The Jupyter notebooks contained in this repository are designed to explain users how to create gridded fields from in situ observations using the DIVAnd software tool.

The repository was firstly created to store the material for the workshops and training sessions organised in the frame of H2020 SeaDataCloud project.
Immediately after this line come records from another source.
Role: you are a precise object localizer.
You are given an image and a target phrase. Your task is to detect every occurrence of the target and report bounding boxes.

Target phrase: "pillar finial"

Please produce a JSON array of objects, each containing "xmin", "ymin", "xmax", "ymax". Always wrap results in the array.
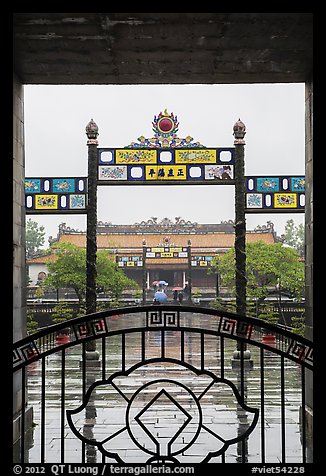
[
  {"xmin": 233, "ymin": 118, "xmax": 246, "ymax": 145},
  {"xmin": 86, "ymin": 119, "xmax": 98, "ymax": 145}
]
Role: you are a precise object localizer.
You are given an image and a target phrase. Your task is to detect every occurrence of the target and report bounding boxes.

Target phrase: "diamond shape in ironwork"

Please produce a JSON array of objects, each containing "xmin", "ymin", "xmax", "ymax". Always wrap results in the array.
[{"xmin": 134, "ymin": 389, "xmax": 192, "ymax": 455}]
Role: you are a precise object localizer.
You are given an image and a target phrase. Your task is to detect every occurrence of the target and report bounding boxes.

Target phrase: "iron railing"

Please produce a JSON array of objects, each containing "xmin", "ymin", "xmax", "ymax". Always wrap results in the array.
[{"xmin": 14, "ymin": 305, "xmax": 313, "ymax": 464}]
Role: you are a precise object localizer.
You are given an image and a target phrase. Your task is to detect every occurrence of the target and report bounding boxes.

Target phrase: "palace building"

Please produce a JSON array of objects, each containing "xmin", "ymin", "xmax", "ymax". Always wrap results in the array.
[{"xmin": 27, "ymin": 217, "xmax": 279, "ymax": 291}]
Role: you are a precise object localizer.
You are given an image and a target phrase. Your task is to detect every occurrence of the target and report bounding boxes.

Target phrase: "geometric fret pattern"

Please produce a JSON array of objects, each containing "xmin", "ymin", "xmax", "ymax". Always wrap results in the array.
[{"xmin": 13, "ymin": 305, "xmax": 313, "ymax": 369}]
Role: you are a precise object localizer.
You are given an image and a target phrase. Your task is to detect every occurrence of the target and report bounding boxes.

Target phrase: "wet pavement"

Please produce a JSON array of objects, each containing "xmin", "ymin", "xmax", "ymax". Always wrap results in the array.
[{"xmin": 21, "ymin": 316, "xmax": 302, "ymax": 464}]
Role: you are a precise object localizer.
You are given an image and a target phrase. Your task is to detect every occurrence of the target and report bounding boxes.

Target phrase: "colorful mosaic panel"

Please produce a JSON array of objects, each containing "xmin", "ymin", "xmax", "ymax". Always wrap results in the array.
[
  {"xmin": 25, "ymin": 177, "xmax": 87, "ymax": 214},
  {"xmin": 98, "ymin": 147, "xmax": 234, "ymax": 185},
  {"xmin": 245, "ymin": 176, "xmax": 305, "ymax": 213},
  {"xmin": 191, "ymin": 256, "xmax": 213, "ymax": 268},
  {"xmin": 117, "ymin": 256, "xmax": 143, "ymax": 268}
]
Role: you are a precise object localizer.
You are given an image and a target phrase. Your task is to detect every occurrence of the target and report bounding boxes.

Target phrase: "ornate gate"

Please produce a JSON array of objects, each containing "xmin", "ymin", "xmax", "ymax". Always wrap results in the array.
[{"xmin": 14, "ymin": 305, "xmax": 313, "ymax": 464}]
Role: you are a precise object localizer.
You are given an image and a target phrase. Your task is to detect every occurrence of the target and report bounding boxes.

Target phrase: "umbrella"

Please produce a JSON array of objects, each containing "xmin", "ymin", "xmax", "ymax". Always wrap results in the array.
[{"xmin": 154, "ymin": 291, "xmax": 168, "ymax": 303}]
The notebooks are also used in the FAIR-EASE project.

Installation

Julia language

Julia language can be installed using juliaup, as detailed in the "Download" section of the Julia web: https://julialang.org/downloads/.
A Julia session is started by typing julia in the terminal or by clicking on the Julia shortcut in Windows.

$ julia
               _
   _       _ _(_)_     |  Documentation: https://docs.julialang.org
  (_)     | (_) (_)    |
   _ _   _| |_  __ _   |  Type "?" for help, "]?" for Pkg help.
  | | | | | | |/ _` |  |
  | | |_| | | | (_| |  |  Version 1.11.1 (2024-10-16)
 _/ |\__'_|_|_|\__'_|  |  Official https://julialang.org/ release
|__/                   |

julia> 

Jupyter

Jupyter has to be installed in order to have a notebook interface.
It can be installed and launched (in Julia) with the following command in the Pkg REPL
(Enter the Pkg REPL by pressing ] from the Julia session):

(@v1.11) pkg> add IJulia

Running the notebooks

In a Julia session, execute the following commands:

using IJulia
notebook()

This will start a Jupyter session within your browser.
Select the notebook located in Diva-Workshops/notebooks/.

ℹ️ About DIVAnd

DIVAnd is not a new release of DIVA, it is another software tool with different

algorithms,
functionalities and
language.

For a single 2D analysis (surface salinity in the Black Sea) on Intel Xeon CPU E5-2650.
DIVA was compiled with the Intel Fortran Compiler.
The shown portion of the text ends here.